Peter Graves, Curtin
How petty of the ACT Gambling and Racing Commission not to approve Dick Smith's giveaways (''Watchdog knocks back Dick Smith giveaways'', May 11, p3).
I support the Australian farmer, and if Smith had been allowed to knock on my door I would have proudly shown him his Bush Foods Breakfast cereal as well as his Australian Grown Sweet Fig.
I would have loved to have had a cup of tea with him, and, to get around the ridiculous excuse the commission gave, would have donated the $500 cash to a worthwhile cause that, of course, the commission approved of.
Barbara Mecham, Melba
US President Barack Obama is one of the very few leaders in the world who is willing to take a political and social risk for the rights of homosexual partners. I'd like to hope that someone as influential as Obama could change the minds of those still opposing gay marriage.

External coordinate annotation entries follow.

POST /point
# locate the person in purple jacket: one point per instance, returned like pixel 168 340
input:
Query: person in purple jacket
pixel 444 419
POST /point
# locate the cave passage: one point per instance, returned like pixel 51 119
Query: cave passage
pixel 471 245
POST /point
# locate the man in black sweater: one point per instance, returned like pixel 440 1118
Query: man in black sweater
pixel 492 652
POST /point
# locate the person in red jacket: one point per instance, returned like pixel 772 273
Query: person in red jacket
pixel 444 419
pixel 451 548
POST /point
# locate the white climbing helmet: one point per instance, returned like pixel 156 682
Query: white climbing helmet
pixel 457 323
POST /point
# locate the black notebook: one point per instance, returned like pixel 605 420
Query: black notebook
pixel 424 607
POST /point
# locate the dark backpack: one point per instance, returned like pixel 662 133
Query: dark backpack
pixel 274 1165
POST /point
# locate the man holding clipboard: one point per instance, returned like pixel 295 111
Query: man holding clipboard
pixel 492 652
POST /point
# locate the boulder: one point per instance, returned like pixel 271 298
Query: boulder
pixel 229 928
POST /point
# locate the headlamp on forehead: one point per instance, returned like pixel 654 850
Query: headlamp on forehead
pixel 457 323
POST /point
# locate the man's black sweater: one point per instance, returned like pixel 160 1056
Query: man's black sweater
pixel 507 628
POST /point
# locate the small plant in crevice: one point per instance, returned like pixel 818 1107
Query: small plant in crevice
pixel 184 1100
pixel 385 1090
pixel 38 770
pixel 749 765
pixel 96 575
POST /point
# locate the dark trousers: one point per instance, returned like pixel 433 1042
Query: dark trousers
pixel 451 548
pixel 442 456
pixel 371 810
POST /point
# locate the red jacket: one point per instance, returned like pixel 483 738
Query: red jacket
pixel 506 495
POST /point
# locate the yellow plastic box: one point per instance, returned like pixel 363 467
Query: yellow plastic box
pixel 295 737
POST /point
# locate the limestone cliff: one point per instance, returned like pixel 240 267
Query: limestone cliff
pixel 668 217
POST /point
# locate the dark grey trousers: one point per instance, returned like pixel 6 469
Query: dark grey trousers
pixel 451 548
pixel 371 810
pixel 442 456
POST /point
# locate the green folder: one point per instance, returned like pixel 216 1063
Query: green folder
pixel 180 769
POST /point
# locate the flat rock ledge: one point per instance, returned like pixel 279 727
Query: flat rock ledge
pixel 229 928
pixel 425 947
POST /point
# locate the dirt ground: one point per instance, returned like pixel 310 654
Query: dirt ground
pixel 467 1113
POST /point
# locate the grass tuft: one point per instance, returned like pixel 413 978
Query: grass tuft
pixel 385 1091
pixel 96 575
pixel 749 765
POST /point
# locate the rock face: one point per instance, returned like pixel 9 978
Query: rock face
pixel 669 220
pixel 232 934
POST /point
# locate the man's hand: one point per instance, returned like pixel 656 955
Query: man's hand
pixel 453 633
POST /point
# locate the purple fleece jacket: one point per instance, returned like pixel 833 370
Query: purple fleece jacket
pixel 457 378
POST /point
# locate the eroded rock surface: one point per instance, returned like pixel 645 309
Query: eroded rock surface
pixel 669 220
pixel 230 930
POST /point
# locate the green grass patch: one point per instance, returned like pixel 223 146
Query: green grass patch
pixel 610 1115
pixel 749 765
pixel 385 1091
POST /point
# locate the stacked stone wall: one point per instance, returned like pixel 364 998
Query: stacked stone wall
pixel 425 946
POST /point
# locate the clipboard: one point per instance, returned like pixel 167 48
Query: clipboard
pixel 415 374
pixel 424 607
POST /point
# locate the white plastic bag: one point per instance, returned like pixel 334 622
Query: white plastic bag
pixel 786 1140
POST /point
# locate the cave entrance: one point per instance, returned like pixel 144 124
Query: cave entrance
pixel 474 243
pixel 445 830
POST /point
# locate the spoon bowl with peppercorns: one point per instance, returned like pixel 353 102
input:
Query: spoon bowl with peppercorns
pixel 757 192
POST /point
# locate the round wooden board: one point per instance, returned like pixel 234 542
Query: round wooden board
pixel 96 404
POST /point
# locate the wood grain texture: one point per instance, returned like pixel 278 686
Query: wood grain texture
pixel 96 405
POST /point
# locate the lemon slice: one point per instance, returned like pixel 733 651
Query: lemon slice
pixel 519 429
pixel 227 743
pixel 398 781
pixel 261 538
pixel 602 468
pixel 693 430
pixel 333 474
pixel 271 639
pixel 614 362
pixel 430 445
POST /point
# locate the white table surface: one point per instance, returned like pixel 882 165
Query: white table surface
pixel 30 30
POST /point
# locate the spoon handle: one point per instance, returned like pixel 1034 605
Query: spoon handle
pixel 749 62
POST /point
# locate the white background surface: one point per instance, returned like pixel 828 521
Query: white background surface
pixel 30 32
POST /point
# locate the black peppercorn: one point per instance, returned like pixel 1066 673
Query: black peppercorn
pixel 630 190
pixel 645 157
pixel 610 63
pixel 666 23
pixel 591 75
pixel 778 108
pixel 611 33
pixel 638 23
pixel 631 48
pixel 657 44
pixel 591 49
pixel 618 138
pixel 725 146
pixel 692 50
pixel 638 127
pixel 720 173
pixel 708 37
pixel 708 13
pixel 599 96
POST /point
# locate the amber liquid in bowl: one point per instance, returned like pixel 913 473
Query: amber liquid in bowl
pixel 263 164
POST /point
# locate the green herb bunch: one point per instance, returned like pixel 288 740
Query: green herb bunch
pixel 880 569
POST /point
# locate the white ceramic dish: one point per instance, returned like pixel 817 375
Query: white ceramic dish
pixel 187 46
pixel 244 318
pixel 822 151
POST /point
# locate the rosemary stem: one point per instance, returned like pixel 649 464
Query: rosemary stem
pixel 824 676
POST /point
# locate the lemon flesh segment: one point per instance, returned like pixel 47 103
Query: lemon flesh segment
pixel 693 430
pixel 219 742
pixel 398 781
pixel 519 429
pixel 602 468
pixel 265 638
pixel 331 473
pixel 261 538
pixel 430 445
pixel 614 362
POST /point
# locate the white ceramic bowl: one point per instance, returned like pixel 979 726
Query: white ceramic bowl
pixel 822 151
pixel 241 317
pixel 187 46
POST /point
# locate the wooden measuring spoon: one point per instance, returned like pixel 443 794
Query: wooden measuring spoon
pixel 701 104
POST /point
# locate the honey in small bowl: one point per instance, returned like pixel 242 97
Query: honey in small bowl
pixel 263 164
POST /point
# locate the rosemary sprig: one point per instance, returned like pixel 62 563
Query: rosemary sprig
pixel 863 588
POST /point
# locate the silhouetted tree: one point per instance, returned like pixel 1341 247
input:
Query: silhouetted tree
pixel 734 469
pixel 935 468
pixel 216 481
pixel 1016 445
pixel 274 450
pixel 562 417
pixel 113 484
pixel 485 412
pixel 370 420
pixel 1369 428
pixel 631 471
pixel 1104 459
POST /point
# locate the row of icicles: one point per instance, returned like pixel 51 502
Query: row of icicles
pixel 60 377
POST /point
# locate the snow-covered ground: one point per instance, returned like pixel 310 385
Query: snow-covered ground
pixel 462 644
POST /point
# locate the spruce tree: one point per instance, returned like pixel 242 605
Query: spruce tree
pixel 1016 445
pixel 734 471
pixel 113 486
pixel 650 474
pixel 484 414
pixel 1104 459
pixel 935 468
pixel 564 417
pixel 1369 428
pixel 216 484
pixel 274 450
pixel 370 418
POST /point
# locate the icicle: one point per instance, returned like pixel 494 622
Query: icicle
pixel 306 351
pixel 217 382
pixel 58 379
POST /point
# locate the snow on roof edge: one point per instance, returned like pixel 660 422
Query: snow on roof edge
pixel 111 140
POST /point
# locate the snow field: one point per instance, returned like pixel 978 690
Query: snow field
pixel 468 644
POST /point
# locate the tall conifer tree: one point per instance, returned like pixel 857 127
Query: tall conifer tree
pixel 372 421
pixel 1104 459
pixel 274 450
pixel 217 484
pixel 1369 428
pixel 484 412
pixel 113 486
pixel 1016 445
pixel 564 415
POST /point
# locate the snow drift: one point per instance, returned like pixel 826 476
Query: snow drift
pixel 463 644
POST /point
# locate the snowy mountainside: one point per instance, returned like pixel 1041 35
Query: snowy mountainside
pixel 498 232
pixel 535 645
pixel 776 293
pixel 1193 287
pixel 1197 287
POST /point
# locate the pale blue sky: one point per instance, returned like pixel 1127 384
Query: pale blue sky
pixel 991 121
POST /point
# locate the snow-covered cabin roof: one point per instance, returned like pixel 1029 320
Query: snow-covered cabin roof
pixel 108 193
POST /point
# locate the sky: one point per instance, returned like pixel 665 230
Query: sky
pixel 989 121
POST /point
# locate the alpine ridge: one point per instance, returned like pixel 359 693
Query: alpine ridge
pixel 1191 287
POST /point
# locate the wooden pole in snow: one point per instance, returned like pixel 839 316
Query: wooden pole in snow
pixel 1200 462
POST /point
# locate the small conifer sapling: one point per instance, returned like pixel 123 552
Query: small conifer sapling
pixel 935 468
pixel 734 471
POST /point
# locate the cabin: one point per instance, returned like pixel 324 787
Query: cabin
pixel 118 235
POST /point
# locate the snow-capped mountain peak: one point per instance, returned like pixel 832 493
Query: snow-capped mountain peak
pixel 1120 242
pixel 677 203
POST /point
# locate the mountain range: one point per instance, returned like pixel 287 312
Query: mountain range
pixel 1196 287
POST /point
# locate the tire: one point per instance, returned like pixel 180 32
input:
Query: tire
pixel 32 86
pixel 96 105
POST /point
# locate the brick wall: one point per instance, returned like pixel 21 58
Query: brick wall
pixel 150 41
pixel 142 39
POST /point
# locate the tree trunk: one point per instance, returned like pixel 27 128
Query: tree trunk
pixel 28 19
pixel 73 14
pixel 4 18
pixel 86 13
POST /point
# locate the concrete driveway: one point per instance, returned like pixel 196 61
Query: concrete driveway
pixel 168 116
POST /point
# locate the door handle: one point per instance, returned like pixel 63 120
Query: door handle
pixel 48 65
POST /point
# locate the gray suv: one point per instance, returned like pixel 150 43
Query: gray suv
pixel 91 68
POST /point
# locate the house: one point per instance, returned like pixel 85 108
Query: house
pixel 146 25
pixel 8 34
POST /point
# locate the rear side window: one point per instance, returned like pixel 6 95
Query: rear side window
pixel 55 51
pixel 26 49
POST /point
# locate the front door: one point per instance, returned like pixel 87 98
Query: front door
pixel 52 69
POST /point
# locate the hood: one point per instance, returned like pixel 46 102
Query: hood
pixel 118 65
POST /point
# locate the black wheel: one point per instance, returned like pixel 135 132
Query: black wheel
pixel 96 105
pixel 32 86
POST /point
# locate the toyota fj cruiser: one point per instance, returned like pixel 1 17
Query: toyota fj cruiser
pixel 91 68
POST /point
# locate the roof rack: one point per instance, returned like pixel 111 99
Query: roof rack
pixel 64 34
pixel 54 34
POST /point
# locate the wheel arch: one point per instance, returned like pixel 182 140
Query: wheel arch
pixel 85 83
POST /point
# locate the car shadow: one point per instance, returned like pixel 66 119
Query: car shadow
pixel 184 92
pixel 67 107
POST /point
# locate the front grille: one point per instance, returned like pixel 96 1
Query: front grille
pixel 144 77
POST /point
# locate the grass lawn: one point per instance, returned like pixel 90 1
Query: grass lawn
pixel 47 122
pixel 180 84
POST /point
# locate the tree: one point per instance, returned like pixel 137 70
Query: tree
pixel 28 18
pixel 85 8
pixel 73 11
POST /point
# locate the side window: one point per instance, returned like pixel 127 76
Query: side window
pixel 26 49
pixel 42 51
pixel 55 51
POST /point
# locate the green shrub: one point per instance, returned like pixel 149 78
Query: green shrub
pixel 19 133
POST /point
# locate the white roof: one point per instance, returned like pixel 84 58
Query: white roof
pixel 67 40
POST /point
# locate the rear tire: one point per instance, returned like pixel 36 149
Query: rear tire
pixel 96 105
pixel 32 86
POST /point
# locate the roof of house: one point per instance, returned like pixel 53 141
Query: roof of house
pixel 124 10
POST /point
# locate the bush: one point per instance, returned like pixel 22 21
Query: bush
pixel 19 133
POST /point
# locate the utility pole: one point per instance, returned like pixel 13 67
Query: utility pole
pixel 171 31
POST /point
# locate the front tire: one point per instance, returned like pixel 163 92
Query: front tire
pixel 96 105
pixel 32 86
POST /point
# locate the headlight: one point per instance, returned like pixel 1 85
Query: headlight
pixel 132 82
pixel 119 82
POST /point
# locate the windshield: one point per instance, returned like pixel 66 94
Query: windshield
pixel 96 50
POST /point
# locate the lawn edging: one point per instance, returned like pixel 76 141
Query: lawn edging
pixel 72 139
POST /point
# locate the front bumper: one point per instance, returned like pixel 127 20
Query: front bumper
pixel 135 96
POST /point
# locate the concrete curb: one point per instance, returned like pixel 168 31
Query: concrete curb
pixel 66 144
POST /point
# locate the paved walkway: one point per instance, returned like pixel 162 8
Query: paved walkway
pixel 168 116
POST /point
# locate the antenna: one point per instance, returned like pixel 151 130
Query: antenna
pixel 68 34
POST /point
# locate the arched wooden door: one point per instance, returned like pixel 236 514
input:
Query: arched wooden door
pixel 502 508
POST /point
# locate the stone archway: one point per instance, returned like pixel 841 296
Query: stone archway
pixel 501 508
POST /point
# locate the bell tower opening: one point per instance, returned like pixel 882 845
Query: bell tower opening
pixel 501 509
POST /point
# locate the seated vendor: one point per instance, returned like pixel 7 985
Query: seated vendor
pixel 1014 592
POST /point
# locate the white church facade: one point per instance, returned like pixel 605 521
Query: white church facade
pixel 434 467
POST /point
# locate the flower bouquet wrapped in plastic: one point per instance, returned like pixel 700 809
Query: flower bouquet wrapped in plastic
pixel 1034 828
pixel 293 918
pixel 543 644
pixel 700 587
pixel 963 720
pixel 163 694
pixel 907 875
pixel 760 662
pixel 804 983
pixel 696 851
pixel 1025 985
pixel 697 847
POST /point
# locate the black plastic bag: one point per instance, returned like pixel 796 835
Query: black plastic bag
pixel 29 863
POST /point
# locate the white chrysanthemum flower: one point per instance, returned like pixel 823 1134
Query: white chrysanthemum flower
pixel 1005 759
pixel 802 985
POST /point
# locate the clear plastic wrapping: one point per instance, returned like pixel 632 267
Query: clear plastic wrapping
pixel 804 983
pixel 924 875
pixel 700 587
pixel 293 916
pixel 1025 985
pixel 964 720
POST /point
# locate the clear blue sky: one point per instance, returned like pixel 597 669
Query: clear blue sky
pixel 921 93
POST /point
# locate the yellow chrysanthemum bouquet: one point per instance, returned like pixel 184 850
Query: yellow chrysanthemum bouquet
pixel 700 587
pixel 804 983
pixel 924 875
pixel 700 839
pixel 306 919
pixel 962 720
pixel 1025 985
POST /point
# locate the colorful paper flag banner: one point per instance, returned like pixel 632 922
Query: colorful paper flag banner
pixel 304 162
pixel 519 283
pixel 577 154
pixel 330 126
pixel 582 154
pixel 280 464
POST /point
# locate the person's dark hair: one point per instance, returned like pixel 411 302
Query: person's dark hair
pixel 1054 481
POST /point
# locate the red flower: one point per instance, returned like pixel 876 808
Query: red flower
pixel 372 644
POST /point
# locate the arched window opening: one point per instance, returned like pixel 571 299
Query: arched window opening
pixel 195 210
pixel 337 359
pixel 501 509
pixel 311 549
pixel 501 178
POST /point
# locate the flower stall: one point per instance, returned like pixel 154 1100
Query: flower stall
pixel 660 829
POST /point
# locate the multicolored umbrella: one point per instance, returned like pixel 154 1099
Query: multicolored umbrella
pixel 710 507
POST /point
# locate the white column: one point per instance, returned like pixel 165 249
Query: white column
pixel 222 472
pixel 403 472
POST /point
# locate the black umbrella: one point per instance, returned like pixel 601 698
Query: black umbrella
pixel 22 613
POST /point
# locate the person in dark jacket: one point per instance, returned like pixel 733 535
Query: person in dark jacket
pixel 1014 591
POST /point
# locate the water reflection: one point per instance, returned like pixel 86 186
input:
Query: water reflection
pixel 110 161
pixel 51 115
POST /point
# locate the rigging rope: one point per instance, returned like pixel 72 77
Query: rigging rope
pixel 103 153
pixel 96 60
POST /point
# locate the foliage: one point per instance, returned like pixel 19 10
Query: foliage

It is disappointing that while the leader of the free world is on top of this issue, Australia's own Prime Minister is not. Get with the times, Julia Gillard. Before you sink. Do something for the people.
Jess Nicolazzo, Florey
I'm pleased to note (''Govt pays for trip'', May 12, p4) that, after lobbying by veterans groups, Canberra Times letter writers and others, Veterans Affairs Minister Warren Snowdon has had a change of mind on the funding of RAAF World War II veterans of RAF Bomber Command to attend the unveiling of a Bomber Command Memorial in London on June 28.
The six to eight places originally announced for the official mission party will now be increased to 30. A dedicated team including doctors, nurses and RAAF personnel will support the mission.
Further support, including a travel subsidy of $5000 (an increase of $2000) and assistance to take part in Australian commemorative services will also be provided for all other Bomber Command veterans who travel independently to attend the dedication.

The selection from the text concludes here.